A Campaign Without Accountability
On Sunday alone, another boat strike killed three people. Southern Command posted video footage showing a vessel moving through water before an explosion engulfed it in flames. The military repeated the same justification it always does: the target was in a known smuggling route, allegedly ferrying contraband.
Alleged. That word does a lot of heavy lifting here.
The strikes have coincided with the largest U.S. military buildup in the region in generations. They also preceded the January raid that captured former Venezuelan President Nicolás Maduro, who now faces drug trafficking charges in New York and has pleaded not guilty.
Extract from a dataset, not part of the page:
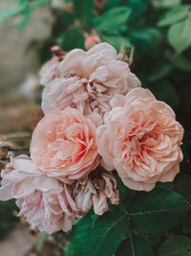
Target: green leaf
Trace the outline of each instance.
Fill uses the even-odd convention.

The timing and scale suggest a broader strategic posture, not just reactive enforcement.
The Legal Question Nobody’s Answering
Critics have begun questioning whether these strikes are even legal under international law. It’s a fair question. When you’re destroying vessels without producing evidence of wrongdoing, you’re operating in a grey zone that makes international lawyers deeply uncomfortable.
The opacity is the real issue. Yes, cartels are a genuine problem. Yes, drugs flow north into the United States. But a functioning legal system requires due process, evidence, and accountability. What we’re seeing instead is summary execution at sea, justified by claims that remain unsubstantiated.
President Trump says this is necessary. The military says the targets were chosen carefully. But 186 dead people later, we still don’t know what was actually on those boats.
That should worry everyone, regardless of where they stand on news about drug enforcement or foreign military operations.
When a government can eliminate people without showing its work, we’ve crossed into territory where “war on drugs” becomes indistinguishable from power without restraint.